Ее все как-то опасались, и в гости к ней в комнату заходил один лишь Коля, его она очень привечала – он частенько чинил ее разбитый «УндервудЪ» – и поила эрзац-какао с молоком и настоящим сахаром.
Колька рассказывал потом Вере и Капе, что огромные зеркала предыдущей жилички эта «сухарница» не тронула – наверное, дурачился Коля, ей понравилось рассматривать свои мощи после ванны перед сном, считать, сколько новых морщин появилось «за истекший с 905 года период». А какава у ней была ничего так, сладкая!
Трусоватый Рувим-Херувим исчез где-то в неизвестности под Уралом.
В его комнате жила теперь нестарая миловидная и очень усталая тихая женщина, тоже Лидия, но – Ивановна, с пятилетним ребенком – девочкой. Лида была партизанкой из Белоруссии, спасла в лесу от гибели раненого болгарского коммуниста-подпольщика, полюбила его, выхаживая, забеременела и родила болгарскую девочку Галю. Фамилия у Галочки была отцовская – и чудесная – Валева.
Отец Гали был, к сожалению, женат, да еще и с двумя детьми, но, вернувшись в Софию, он никак не пострадал от своей «истории», и даже получил вскоре назначение на работу в дипломатический корпус в Москву. Супруге он честно рассказал о своем – третьем – ребенке, она, кажется, все поняла, и вскоре Лиду с дочерью «выписали» из Гродно жить в Москву. Лидию Ивановну устроили на работу на очень популярную тогда московскую фабрику игрушек номер 1 на Шаболовке.

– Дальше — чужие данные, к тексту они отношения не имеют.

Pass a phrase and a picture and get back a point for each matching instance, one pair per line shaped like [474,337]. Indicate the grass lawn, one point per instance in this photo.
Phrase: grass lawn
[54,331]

Девочку Галю водила она в детский сад.
Соседка Лидия Ивановна была неплохой художницей-самоучкой, и мастер цеха, присмотревшись к ней повнимательнее, вскоре поручил ей самую ответственную и тонкую работу – расписывать кукольные лица.
Хоть и не было принято в квартире, потому что очень боялись, красить на Пасху яйца, всё же все соседи просто мечтали получить от Лидии Ивановны одно-единственное расписанное ею яичко.